Now that VMware Cloud has been firmly modernized since earlier this year, the company is currently focused on building out an expanded AI offering. At VMware Explore in Barcelona, it has released a raft of announcements in this area. Additional compute power, storage and a series of partnerships give customers more flexibility to leverage the technology, whether on-prem, in the (public) cloud or within edge environments.
Firstly, VMware has made some significant changes to VMware Cloud Foundation, which has now been updated to version 5.1. This platform allows users to control their infrastructure uniformly. It boasts support for all kinds of combinations of on-prem and cloud environments. In August, it boasted about a 33 percent decrease in upgrade time, in addition to providing better scalability.
Now, flexibility seems to be taking centre stage. The company is doubling the GPU capacity per VM brings the total to 16. This makes the running of AI workloads a lot more feasible than before. In addition, storage can now be ramped up independently from compute.
Private AI with Intel
Back in August, VMware announced a partnership with Nvidia called VMware Private AI Foundation. This integrated Nvidia’s software with VMware’s stack to train or customize AI models, among other things. Its aim: to allow companies to harness the potential of AI without compromising the security of enterprise data.
Now, Intel has also teamed up with VMware for a similar end product. That company’s AI software package will now be integrate with VMware Cloud Foundation and utilize the chipmaker’s own Xeon processors with AI accelerators and Max-GPUs. We should note that Nvidia is the current AI performance champ by a rather significant margin. However, Intel’s alternative solution will provide some much-needed flexibility for VMware customers. As was the case with the VMware-Nvidia get-together, users can prepare data, train models, refine and run inferencing on the Intel platform through VMware.

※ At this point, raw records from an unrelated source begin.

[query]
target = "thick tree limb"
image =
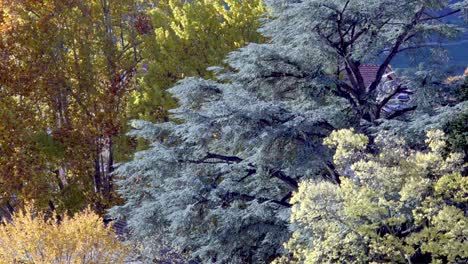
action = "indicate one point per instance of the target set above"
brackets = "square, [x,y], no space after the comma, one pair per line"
[401,112]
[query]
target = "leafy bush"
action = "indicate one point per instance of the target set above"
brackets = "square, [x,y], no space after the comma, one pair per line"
[31,238]
[395,206]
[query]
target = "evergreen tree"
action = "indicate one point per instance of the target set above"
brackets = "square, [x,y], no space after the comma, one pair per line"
[396,206]
[217,183]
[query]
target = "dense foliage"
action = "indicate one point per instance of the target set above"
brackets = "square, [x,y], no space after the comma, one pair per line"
[73,72]
[216,183]
[397,205]
[182,40]
[231,162]
[30,237]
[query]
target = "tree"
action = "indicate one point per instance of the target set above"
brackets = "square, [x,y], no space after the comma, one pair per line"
[217,181]
[70,66]
[182,39]
[397,205]
[30,238]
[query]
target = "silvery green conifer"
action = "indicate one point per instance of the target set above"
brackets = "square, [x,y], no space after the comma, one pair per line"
[216,182]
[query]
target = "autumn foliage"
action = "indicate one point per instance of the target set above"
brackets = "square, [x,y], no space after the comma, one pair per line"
[32,238]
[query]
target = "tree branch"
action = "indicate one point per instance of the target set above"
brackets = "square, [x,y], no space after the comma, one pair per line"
[401,112]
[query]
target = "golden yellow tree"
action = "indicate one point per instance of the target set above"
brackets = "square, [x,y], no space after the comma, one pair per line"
[30,238]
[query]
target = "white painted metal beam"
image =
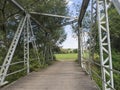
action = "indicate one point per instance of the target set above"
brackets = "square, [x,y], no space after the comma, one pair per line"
[52,15]
[117,5]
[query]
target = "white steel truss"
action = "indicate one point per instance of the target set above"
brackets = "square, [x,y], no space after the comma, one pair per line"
[9,56]
[104,42]
[26,44]
[33,39]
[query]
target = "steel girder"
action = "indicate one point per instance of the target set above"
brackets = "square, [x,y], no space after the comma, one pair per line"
[99,9]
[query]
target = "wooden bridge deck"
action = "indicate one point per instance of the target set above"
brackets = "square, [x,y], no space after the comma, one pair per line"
[60,76]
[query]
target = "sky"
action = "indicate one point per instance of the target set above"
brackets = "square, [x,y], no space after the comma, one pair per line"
[71,42]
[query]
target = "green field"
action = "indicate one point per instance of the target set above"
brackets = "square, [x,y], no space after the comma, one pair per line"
[66,57]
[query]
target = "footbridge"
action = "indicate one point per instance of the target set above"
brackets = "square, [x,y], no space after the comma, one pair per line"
[87,74]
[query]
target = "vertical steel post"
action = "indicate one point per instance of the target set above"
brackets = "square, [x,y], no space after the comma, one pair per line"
[92,34]
[79,46]
[26,44]
[104,42]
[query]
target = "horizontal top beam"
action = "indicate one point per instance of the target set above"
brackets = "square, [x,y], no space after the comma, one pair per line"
[82,11]
[117,5]
[52,15]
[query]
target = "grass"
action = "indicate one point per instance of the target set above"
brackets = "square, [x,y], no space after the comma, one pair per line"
[66,57]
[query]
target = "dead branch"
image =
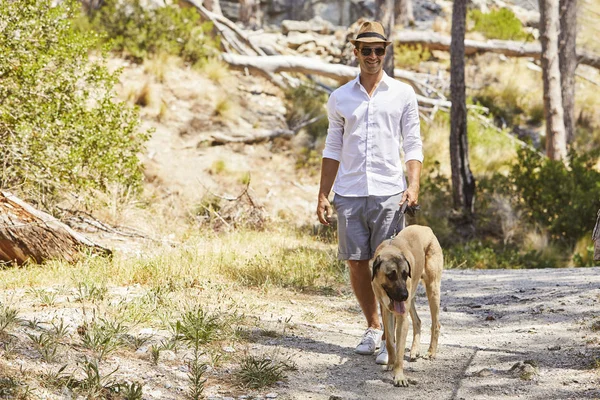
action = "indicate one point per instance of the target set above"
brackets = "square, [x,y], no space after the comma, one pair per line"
[28,234]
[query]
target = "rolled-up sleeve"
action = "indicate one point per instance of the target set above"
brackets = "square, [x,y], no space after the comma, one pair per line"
[410,126]
[335,131]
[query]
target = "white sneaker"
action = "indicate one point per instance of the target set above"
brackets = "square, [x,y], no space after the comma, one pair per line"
[370,342]
[382,357]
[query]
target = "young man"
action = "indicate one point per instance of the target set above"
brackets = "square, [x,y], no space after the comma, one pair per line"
[370,119]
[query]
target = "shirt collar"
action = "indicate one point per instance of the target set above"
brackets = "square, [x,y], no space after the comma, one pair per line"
[385,79]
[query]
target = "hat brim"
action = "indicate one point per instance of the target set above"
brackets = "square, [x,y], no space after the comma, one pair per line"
[369,40]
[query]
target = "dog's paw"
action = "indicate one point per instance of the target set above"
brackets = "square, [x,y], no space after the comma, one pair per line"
[400,381]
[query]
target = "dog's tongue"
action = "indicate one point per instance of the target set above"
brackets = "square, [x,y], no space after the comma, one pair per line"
[399,307]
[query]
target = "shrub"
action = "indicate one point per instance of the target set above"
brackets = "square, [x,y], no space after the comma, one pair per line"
[562,198]
[139,31]
[498,24]
[59,125]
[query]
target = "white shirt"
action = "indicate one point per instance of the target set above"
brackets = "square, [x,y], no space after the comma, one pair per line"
[365,134]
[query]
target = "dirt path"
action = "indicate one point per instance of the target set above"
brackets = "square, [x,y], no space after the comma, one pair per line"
[494,323]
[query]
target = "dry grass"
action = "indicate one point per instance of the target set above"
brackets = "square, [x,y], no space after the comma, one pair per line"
[160,64]
[215,70]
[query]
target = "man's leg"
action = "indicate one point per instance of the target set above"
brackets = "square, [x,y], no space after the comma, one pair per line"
[360,279]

“For decades, Intel and VMware have delivered next-generation data center-to-cloud capabilities that enable customers to move faster, innovate more, and operate efficiently,” said Sandra Rivera, executive vice president and general manager of the Data Center and AI Group (DCAI) at Intel. “With the potential of artificial intelligence to unlock powerful new possibilities and improve the life of every person on the planet, Intel and VMware are well equipped to lead enterprises into this new era of AI, powered by silicon and software.”
Integration with IBM watsonx
The topic of Private AI is also key when it comes to VMware’s newly announced partnership with IBM. VMware Cloud Foundation, Red Hat OpenShift and IBM watson are now integrated solutions for shared customers. The latter is IBM’s platform to enable secure AI workloads based on enterprise data. The platform’s stated goal is as simple as it is enticing: to help employees get rid of a variety of mundane tasks.
Going forward, watsonx can also run on-prem via VMware, which promises the same functionality as the cloud-based SaaS alternative. This can be done using Red Hat’s enterprise-focused Kubernetes platform.
This collaboration between VMware and IBM was established through the shared Joint Innovation Lab. It consists of a team from both companies to bring new solutions to market. They have been working on this since 2018. In the future, they hope to launch a “reference architecture” to train and refine AI models in hybrid cloud and on-prem environments. This should even meet highly restrictive compliance requirements so that, for example, a financial institution can use AI on a large scale without worry.
In short: VMware has significantly strengthened its own AI offerings, aided by several newly established collaborations. Private AI, according to the company, is an “architectural approach” that is not dependent on a specific vendor. Multiple AI platforms are joining in, with “flexibility” being the magic word for customers throughout.